Professional impartiality in financial reporting and accounting may not, in fact, exist, because there is an innate tendency in people for bias, according to research from the University of Melbourne.
Lead author and professor Colin Ferguson of the Faculty of Business and Economics said that although there is a need for unbiased professional reporting, there has been modest research on factors that affect the objectivity of expert opinions.
“Accounting scandals in financial reporting have been an ongoing issue, through cases such as Enron in the United States and the ongoing Centro lawsuit in Australia. Professional and unbiased judgment requires both independence and objectivity, however our study suggests that people are naturally inclined to an unconscious bias.”
The study, entitled “Professional Independence and Attachment Bias: An Exploratory Study”, lays out how psychological bias and judgment can play out in a professional setting through the use of a court experiment.

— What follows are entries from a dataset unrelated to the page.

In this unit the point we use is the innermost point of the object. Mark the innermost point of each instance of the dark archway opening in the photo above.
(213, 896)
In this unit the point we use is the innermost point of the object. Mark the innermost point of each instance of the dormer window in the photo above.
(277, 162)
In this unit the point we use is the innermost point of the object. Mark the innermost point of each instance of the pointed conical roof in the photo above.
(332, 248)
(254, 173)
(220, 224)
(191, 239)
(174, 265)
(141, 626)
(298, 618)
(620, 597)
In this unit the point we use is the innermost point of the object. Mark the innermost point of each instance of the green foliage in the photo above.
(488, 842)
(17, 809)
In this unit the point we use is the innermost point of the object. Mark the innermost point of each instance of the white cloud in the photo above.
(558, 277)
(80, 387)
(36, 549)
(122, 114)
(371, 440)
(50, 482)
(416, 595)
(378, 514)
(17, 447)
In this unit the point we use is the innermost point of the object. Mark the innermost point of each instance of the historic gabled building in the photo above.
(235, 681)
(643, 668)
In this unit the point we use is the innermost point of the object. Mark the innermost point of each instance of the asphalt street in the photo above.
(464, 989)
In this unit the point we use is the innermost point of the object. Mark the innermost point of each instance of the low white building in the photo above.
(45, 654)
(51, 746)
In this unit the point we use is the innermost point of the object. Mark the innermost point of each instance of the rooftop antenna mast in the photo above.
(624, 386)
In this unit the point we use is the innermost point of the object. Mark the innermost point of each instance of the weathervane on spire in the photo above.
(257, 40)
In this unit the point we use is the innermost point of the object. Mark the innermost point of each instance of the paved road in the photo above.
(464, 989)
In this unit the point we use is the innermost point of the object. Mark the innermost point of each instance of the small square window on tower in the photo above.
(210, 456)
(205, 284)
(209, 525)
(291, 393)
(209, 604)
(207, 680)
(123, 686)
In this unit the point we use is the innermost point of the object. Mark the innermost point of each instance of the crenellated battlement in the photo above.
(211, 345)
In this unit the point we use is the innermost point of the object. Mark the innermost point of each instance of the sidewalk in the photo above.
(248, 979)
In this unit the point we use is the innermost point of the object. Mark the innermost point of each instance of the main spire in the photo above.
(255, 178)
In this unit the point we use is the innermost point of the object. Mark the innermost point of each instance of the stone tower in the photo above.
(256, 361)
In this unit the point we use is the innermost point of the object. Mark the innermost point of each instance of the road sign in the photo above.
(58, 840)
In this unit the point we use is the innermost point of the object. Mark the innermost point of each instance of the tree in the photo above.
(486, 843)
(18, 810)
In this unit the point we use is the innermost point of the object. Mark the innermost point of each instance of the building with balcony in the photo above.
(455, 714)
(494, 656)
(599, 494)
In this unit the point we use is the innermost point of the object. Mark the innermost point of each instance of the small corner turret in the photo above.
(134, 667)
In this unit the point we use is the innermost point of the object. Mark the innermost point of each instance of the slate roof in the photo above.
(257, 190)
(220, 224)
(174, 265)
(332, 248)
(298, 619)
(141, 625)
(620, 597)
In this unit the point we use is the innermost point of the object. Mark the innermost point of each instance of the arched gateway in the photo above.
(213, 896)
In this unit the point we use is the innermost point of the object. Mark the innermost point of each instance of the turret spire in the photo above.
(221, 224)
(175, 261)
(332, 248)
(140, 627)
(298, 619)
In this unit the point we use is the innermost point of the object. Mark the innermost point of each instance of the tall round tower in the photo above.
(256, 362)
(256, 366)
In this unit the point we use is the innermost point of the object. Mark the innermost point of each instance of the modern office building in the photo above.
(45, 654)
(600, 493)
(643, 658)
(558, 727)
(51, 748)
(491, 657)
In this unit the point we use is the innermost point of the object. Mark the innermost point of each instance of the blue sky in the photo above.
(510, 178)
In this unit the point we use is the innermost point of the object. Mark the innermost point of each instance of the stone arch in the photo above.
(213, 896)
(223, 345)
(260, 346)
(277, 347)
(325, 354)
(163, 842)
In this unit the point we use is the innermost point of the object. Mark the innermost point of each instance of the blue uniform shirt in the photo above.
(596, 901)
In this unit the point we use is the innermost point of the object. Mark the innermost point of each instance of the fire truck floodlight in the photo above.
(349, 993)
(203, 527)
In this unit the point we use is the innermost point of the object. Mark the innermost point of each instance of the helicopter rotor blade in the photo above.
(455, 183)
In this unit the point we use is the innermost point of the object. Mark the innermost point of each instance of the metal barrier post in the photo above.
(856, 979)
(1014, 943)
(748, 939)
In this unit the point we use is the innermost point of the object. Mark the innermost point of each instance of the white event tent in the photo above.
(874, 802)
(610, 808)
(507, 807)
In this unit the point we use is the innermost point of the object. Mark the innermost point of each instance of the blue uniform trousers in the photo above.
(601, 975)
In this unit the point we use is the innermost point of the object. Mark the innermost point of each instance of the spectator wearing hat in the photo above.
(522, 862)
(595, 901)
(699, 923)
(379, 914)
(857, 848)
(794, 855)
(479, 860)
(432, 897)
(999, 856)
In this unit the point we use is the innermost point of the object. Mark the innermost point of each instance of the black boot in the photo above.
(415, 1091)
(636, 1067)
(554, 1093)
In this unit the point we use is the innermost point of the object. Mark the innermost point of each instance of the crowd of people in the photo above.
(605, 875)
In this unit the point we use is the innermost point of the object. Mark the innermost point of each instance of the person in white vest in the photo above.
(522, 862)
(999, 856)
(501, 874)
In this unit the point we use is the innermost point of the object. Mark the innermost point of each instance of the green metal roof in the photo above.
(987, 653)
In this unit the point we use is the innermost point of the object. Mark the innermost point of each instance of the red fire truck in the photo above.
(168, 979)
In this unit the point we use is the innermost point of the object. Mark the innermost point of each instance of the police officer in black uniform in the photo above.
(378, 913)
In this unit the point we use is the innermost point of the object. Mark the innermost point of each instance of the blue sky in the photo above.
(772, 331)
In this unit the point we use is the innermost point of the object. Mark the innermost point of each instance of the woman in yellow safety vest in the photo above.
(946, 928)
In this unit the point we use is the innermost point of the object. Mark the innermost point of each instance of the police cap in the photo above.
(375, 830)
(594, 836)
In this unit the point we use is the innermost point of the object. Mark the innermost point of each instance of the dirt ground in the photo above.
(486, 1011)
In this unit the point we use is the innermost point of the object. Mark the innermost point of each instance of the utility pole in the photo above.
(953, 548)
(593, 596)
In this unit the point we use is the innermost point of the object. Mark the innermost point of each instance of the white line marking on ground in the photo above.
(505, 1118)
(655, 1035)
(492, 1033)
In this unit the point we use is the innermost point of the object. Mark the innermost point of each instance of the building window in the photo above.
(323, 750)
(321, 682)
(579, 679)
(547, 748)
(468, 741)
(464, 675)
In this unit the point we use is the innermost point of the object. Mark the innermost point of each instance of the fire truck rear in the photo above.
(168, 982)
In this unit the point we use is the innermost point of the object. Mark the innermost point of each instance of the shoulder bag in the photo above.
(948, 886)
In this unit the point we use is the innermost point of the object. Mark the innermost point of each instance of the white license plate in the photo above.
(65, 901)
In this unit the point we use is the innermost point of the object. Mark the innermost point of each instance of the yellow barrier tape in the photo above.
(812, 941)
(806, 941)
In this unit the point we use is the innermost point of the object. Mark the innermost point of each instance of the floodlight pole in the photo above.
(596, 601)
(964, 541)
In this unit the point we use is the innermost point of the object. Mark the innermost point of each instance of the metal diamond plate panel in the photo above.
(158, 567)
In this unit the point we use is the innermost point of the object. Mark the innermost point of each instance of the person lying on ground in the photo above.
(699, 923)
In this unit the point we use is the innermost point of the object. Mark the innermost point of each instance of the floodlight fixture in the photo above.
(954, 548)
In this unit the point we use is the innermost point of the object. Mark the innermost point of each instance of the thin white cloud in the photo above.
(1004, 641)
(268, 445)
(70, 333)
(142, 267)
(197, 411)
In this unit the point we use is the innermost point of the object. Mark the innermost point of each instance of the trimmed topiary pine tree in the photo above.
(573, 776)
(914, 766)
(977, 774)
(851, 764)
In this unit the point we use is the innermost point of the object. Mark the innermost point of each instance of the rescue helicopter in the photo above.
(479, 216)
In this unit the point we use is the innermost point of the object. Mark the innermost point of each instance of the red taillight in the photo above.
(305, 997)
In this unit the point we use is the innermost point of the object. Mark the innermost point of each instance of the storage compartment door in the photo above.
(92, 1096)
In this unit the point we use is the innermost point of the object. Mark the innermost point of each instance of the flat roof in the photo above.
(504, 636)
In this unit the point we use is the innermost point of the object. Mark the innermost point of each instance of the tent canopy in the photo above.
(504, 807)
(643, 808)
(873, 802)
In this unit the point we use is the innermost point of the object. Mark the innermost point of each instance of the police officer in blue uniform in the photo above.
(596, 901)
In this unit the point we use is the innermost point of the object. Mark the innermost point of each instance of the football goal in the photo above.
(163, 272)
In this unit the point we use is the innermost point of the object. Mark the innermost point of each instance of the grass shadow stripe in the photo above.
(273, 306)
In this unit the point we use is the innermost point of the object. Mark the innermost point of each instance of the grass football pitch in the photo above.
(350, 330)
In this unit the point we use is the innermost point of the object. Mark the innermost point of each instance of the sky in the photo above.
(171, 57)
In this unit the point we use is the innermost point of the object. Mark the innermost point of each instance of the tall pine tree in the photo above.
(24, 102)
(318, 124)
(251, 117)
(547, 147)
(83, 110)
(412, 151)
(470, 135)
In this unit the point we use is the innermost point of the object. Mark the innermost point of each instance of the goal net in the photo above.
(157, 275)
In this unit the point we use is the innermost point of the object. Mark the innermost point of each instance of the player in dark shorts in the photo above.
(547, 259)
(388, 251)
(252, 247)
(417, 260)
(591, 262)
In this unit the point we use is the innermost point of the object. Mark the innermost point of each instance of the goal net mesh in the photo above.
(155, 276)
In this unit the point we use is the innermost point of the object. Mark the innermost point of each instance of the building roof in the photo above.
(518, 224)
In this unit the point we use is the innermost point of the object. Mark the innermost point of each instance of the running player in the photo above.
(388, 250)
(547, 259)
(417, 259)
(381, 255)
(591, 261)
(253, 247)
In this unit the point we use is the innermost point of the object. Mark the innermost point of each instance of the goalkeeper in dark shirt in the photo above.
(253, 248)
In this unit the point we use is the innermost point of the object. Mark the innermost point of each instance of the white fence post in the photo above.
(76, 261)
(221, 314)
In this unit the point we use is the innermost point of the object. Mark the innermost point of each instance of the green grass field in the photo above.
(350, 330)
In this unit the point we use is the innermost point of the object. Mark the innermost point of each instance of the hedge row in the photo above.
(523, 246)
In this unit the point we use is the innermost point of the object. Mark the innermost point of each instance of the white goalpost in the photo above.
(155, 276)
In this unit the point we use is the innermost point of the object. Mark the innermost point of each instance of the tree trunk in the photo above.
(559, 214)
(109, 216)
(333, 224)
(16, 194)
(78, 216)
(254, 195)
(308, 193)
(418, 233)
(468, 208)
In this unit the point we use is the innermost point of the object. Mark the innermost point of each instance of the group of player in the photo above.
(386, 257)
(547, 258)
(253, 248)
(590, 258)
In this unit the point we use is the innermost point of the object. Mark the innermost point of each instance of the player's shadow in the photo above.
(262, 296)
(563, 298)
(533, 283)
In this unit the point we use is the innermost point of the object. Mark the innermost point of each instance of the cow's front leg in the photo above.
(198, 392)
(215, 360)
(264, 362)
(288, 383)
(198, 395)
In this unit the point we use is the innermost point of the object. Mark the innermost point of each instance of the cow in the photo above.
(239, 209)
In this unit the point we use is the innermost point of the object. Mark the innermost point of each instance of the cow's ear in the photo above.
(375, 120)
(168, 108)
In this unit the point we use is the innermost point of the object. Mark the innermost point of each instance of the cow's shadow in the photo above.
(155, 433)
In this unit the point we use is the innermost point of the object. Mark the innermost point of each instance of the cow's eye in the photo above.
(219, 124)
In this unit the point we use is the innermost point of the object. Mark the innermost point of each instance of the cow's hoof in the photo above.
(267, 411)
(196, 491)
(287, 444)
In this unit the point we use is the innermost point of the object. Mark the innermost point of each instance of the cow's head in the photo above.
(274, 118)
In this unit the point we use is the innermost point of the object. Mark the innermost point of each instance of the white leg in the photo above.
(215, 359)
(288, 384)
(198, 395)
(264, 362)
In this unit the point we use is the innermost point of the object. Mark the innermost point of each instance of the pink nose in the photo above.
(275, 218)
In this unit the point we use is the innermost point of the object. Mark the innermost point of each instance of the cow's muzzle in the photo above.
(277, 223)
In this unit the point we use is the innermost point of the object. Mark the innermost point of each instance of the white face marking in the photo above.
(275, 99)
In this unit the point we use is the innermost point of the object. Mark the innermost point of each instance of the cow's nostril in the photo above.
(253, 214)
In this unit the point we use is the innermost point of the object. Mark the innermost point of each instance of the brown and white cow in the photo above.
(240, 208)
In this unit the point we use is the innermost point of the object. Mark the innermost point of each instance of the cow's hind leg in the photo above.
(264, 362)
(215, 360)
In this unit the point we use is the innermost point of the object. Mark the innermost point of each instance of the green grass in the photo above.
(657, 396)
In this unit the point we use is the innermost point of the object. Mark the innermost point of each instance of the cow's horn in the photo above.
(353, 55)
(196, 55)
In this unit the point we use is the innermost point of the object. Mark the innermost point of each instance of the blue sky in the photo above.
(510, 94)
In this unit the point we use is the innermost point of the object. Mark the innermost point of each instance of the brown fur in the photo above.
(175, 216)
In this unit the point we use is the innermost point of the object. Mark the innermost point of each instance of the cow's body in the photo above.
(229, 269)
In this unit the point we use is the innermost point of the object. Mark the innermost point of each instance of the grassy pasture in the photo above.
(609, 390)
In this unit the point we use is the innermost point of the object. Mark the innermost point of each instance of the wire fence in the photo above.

Dr. Larelle Chapple from the Australian National University, Peter Crofts, a Barrister at Law in Victoria and Jane Hronsky from the University of Melbourne were co-authors in this research.
In a test mimicking a financial accounting lawsuit, volunteers pretending to be forensic accountants were instructed to act as independent experts in a commercial damages dispute.
As expected, participants awarded higher damages to the defendant, said Ferguson, despite prior instructions on the importance of objective thinking and an unbiased state of mind. Ferguson said this is a form of ‘self-serving bias’ in which people act unconsciously according to their own interests, while still believing they are being objective.
“This has implications for the corporate governance and accounting industries, which rely very much on professional decision-making,” he said. “Ultimately, it might prove that independence of mind cannot be enforced or regulated in people, or in professional settings. Additionally, regulation of independence is usually costly and does not take into account natural and unconscious bias.”
“This also challenges the field of corporate governance and the credibility and professional opinions of independent directors and their audit committees, as well as expert witnesses in the court of law,” said Ferguson.